Vials of investigational coronavirus disease (COVID-19) treatment drug remdesivir are capped at a Gilead Sciences facility in La Verne, California, U.S. March 18, 2020. Picture taken March 18, 2020.
Gilead Sciences Inc | Reuters

Gilead Sciences said Thursday that it can produce "several million" rounds of its antiviral drug remdesivir next year to help patients fight the coronavirus.

The company expects to produce more than 140,000 rounds of its 10-day treatment regimen by the end of May and anticipates it can make 1 million rounds by the end of this year.

"Our focus at this time is on both our work with remdesivir and our ongoing commitments to the people who depend on our medicines today," Gilead CEO Daniel O'Day said in the company's first-quarter earnings release.

On Wednesday, Gilead released preliminary results from its clinical trial on remdesivir, showing at least 50% of the patients treated with a five-day dosage of the drug improved. The clinical trial involved 397 patients with severe cases of Covid-19. The severe study is "single-arm," meaning it did not evaluate the drug against a control group of patients who didn't receive the drug.
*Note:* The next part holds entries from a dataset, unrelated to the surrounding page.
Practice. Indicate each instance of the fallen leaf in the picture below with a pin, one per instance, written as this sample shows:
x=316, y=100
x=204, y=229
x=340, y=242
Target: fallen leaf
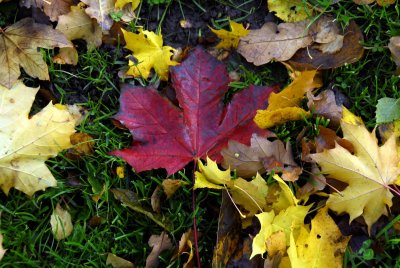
x=282, y=105
x=2, y=250
x=61, y=223
x=53, y=9
x=169, y=137
x=274, y=42
x=158, y=243
x=325, y=105
x=368, y=173
x=312, y=58
x=323, y=246
x=78, y=25
x=170, y=186
x=26, y=143
x=100, y=10
x=230, y=39
x=118, y=262
x=289, y=10
x=261, y=156
x=387, y=110
x=129, y=199
x=19, y=45
x=148, y=50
Remdesivir may be in the US market by fall under a best-case scenario: Analyst
Remdesivir may be in the US market by fall under a best-case scenario: Analyst

The National Institute of Allergy and Infectious Diseases also released results from its own study Wednesday. It showed Covid-19 patients who took remdesivir usually recovered after 11 days, four days faster than those who didn't take the drug.

Remdesivir, touted by President Donald Trump, has not been formally approved to treat the virus, and U.S. health officials caution new data on the drug has yet to be peer-reviewed.

Gilead said it spent $50 million on its research and development of the drug during the first quarter.

Overall, the company beat Wall Street's earnings expectations, reporting an adjusted $1.68 per share, higher than the $1.57 analysts had expected. Revenue rose 5% over last year to $5.55 billion, higher than Wall Street expected.

On an unadjusted basis, the company's first-quarter profit slid 21% to $1.55 billion from $1.98 billion during the same period last year.

The company said it generated $200 million more in first-quarter sales due to "increased buying patterns and patient prescriptions trends" from the pandemic.